You might also want to add the following hard-to-round cases (for binary32) in your test cases:
/* the following are hard-to-round cases with many identical bits after the round bit */ {0x1.900004p+34,0x1.400002p+23}, /* 45 identical bits */ {0x1.05555p+34,0x1.bffffep+23}, /* 44 identical bits */ {0x1.e5fffap+34,0x1.affffep+23}, /* 45 identical bits */ {0x1.260002p+34,0x1.500002p+23}, /* 45 identical bits */ {0x1.fffffap+34,0x1.fffffep+23}, /* 45 identical bits */ {0x1.8ffffap+34,0x1.3ffffep+23}, /* 45 identical bits */ {0x1.87fffcp+35,0x1.bffffep+23}, /* 47 identical bits */
By the way, none of the other libraries is correctly rounded for binary32, here are the corresponding worst cases:
/* hypot(x,y) */ {0x1.b8e50ap-52,-0x1.db1e78p-64}, /* GNU libc 0.500001 */ {0x1.03b54cp-33,0x1.6ca6bep-45}, /* icc 0.500001 */ {0x1.e2eff6p+97,-0x1.044cb2p+108}, /* AMD LibM 0.500001 */ {-0x1.6b05c4p-127,0x1.6b3146p-126}, /* Newlib 1.20805 */ {-0x1.6b05c4p-127,0x1.6b3146p-126}, /* OpenLibm 1.20805 */ {0x1.26b188p-127,-0x1.a4f2fp-128}, /* Musl 0.926707 */ {0x1.e2eff6p+97,-0x1.044cb2p+108}, /* Darwin 20.4.0 0.500001 */
attached is a file with 1200 binary32 exact cases with ulp(x)=2^12*ulp(y), x^2+y^2=z^2 having up to 72 bits. You might add them to your test cases.
Thanks Paul for the test cases! I've added these and the other 1.2k cases in your attachment to the test.
I have also tried replacing the final get_round with the corresponding floating point operations, but for some reason, -O3 always partially optimized it away even with -frounding-math flag together, and that make the results incorrect.
If I change the flag to -O2, then it is correct, but I see virtually no performance improvement. So I decided to keep the get_round() at the end so that it is easier to read and less sensitive to optimization flags.
a performance graph is available at https://core-math.gitlabpages.inria.fr/graph_perf_hypotf.pdf
Dear Tue,
I have also tried replacing the final get_round with the corresponding floating point operations, but for some reason, -O3 always partially optimized it away even with -frounding-math flag together, and that make the results incorrect.
If I change the flag to -O2, then it is correct, but I see virtually no performance improvement. So I decided to keep the get_round() at the end so that it is easier to read and less sensitive to optimization flags.

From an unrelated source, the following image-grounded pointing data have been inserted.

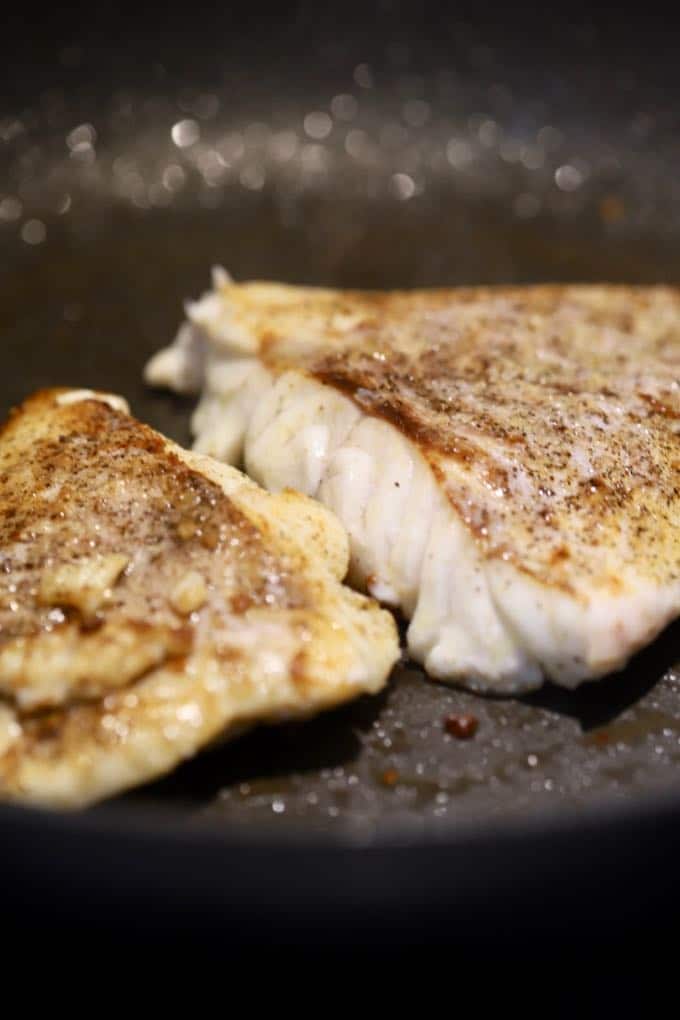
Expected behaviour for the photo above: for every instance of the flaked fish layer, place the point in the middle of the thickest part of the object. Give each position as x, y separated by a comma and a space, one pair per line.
505, 460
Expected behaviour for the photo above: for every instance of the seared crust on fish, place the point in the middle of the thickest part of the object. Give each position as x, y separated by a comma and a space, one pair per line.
506, 460
153, 601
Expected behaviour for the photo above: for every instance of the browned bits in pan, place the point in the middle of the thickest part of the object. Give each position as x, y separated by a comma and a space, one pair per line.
463, 725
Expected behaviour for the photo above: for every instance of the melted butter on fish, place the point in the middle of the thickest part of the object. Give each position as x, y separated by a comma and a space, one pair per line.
153, 601
506, 461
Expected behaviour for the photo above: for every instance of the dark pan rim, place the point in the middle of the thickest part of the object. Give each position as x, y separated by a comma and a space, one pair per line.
605, 868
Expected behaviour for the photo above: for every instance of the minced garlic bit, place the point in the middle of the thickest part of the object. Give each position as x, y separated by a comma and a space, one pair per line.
82, 584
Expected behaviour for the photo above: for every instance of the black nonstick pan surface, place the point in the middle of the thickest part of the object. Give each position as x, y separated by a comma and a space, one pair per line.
402, 145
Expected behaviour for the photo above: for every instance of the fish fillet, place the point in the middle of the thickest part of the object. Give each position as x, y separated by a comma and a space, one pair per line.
505, 460
153, 600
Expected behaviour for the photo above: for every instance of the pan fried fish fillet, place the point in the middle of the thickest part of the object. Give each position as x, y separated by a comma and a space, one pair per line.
152, 601
506, 461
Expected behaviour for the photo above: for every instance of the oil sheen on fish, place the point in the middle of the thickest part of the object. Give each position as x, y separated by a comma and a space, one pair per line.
505, 460
153, 601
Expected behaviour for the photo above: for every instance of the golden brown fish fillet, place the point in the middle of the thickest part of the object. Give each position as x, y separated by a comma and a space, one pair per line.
152, 601
506, 460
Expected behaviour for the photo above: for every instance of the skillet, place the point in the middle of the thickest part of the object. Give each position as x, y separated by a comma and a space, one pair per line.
396, 146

this might be a compiler bug, since -frounding-math should be supported
whatever the optimization level (-O2 or -O3). You might want to investigate
further and report the bug if any.
Best regards,
Paul
this might be a compiler bug, since -frounding-math should be supported whatever the optimization level (-O2 or -O3). You might want to investigate further and report the bug if any.
Hi, what's the target in the context? Or can you show the partial IR after -frounding-math? Currently only X86/SystemZ/PowerPC in LLVM has rather complete support for rounding-mode-aware float operations.

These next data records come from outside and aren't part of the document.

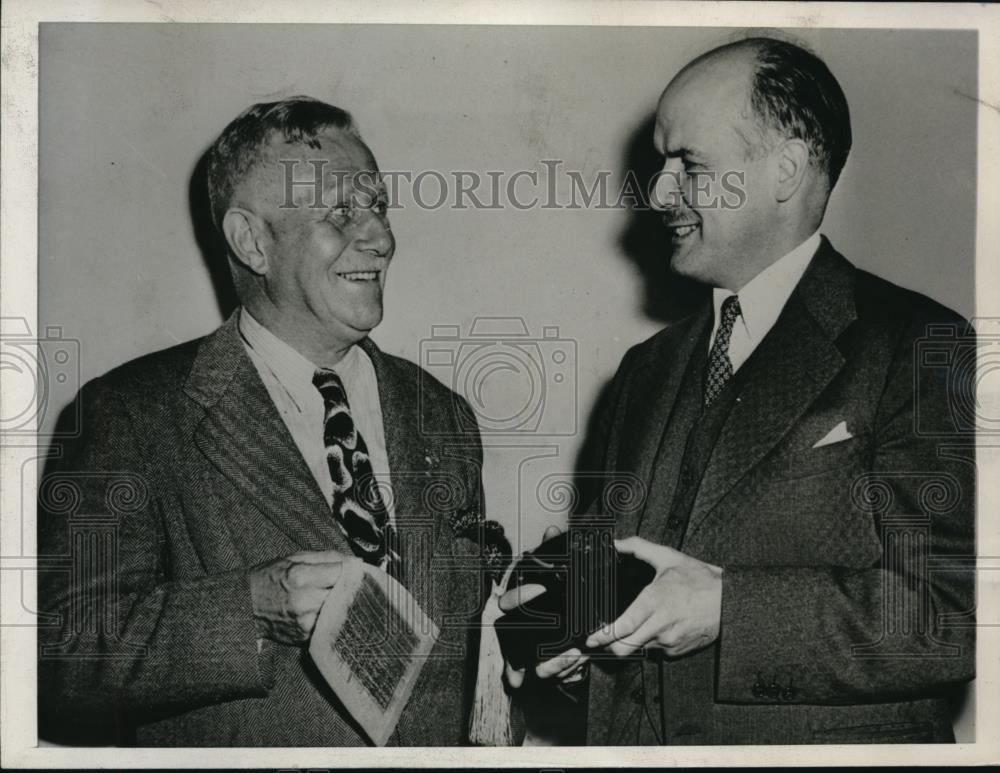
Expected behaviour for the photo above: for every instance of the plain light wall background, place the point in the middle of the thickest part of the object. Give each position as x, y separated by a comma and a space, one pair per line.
127, 110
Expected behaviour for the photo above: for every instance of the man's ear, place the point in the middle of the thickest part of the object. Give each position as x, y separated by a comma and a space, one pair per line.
793, 166
246, 234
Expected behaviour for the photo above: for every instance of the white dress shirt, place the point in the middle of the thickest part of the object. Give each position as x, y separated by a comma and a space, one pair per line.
288, 378
762, 299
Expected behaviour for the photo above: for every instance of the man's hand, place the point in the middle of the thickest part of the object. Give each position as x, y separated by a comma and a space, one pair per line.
288, 593
566, 667
679, 611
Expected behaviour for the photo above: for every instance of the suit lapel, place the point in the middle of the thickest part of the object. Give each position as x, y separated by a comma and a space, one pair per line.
794, 363
654, 391
409, 471
245, 438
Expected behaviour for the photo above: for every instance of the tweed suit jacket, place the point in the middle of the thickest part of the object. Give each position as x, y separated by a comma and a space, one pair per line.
185, 477
848, 592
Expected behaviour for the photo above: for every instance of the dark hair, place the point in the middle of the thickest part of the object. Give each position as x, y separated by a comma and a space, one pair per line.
238, 149
795, 94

This is the error messages that we got on aarch64-ubuntu: Buildbot log
[1/3] Building CXX object projects/libc/src/math/generic/CMakeFiles/libc.src.math.generic.hypotf.dir/hypotf.cpp.o
clang-9: warning: optimization flag '-frounding-math' is not supported [-Wignored-optimization-argument]
[2/3] Building CXX object projects/libc/src/math/generic/CMakeFiles/libc.src.math.generic.hypot.dir/hypot.cpp.o
clang-9: warning: optimization flag '-frounding-math' is not supported [-Wignored-optimization-argument]
It looks like our buildbot for aarch64 uses clang-9 and -frounding-math is not supported there?
This is the error messages that we got on aarch64-ubuntu: Buildbot log https://lab.llvm.org/buildbot/#/builders/138/builds/16983/steps/4/logs/stdio
it would be better to print the inputs with %e, %g or %a in the checking code,
since with %f tiny inputs simply appear as 0:
Input decimal: x: 0.00000000000000000000000000000000000000000000000000 y: 1797693134862315708145274237317043567980705675258449965989174768031572607800285387605895586327668781715404589535143824642343213268894641827684675467035375169860499105765512820762454900903893289440758
Is the call to func happening with the intended rounding mode?